Nanni Balestrini (1935-2019) foi uma das principais figuras da contracultura italiana, ligando o experimentalismo das vanguardas artísticas e literárias do início do século com as experiências insurrecionais do pós-guerra. Talvez apenas Pablo Echaurren se compare na produção de um imaginário imagético da chamada “área da Autonomia” nos anos Setenta, um arquipélago insurrecional de movimentos, colectivos, publicações e assembleias de fábrica e de bairro que desafiava espartilhos ideológicos, reclamando-se tanto de um anarquismo espúrio como de um comunismo sem estado[1].
Em “Os Invisíveis”, um narrador anónimo relata a sua vida militante, começando nas primeiras revoltas liceais e nas ocupações de centros sociais, descrevendo um uso difuso da violência revolucionária no contexto geral da luta armada, terminando, como centenas de outros jovens, no inferno da prisão.
As obras mais conhecidas do trabalho artístico de Balestrini serão os seus quadros, que estruturam as palavras de ordem, o repertório conceptual e os gritos da época enquanto poesia visual, compondo uma cartografia textual dos movimentos.
A sua experimentação literária ocorre em continuidade com este trabalho gráfico. Balestrini escolhe personagens tipo (um jovem operário nas greves selvagens da FIAT dos anos Sessenta; um jovem “autónomo” no hinterland Lombardo dos anos Setenta) e implode a estrutura sintática da sua narrativa directa, sobrando um discurso “rizomático”, como se diria na altura, que traduz a vertigem da explosão subjectiva em curso. O discurso é exterior, contrário a qualquer “fluxo de pensamento” modernista, mais próximo da verborreia esquizóide da exaltação colectiva do que da introspeção neurótica de um qualquer abismo interior:
Na manhã em que fizemos a ocupação do Cantinão chegámos lá muito cedo chegámos lá cedissimo de manhã era sábado de manhã e na noite anterior enquanto Valerio e Nocciola guardavam a rua em ambos os sentidos eu Cotogno e Ortica furámos com um furador feito à mão o cadeado de baixo onde está a fechadura e o cadeado abriu-se assim na manhã a seguir ia já estar tudo pronto e iria bastar retirar a corrente e depois colocámos ao longo do fosso do outro lado da rua sacos de plástico escondidos no mato com pedras, bolas de ferro e fundas pouca coisa porque dentro do Cantinão já havia todo o tipo de material para nos podermos defender em caso de ataque imediato.

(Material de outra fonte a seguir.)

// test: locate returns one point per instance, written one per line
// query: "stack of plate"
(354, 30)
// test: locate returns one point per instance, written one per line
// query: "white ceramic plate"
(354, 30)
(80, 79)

Balestrini recria a linguagem do seu tempo, não de um tempo “histórico”, mas de um tempo suspenso numa longa insurreição difusa. É, portanto, um exercício mais etnográfico do que experimental. Basta comparar qualquer um dos seus parágrafos com alguns dos textos do período, como o famoso texto sobre “valor de uso” escrito em 1979 pelo recém-falecido Franco Piperno:
Valor de uso é a rejeição do posto de trabalho fixo, mesmo se ao lado de casa: é o horror ao ofício: é mobilidade: é fuga ao desempenho enquanto resistência activa contra a mercadoria, a tornar-se mercadoria, a ser-se possuído pelos movimentos da mercadoria. (…) Valor de uso é o desejo de aprender com o corpo inteiro esta nova sensibilidade que emerge desse continente rico de tons, de nuances, de emoções sensíveis que é o associativismo juvenil na sua relação particular com a música, o cinema, a pintura (…) Valor de uso é a pesquisa obstinada de novas relações entre os homens, de um modo “transversal de comunicar”, de experimentar, de crescer sobre a própria diversidade (…) Valor de uso é a “alegria atenciosa” própria do roubo de objectos úteis, desejados - que é a relação directa com as coisas, liberta da mediação suja e inútil do dinheiro (…) Valor de uso é a esperança ingénua com a qual na agricultura, nos serviços, nos bairros, nascem, para viver de modo frágil e depois morrer, milhares de experiência de “contraeconomia”. (…) Valor de uso é abstração desumana do homicídio, do atentado - solução imaginária para um problema real, arrependimento denso da própria potência, tentativa desesperada de afirmar, com um orgulho impaciente, a sua própria força social[2].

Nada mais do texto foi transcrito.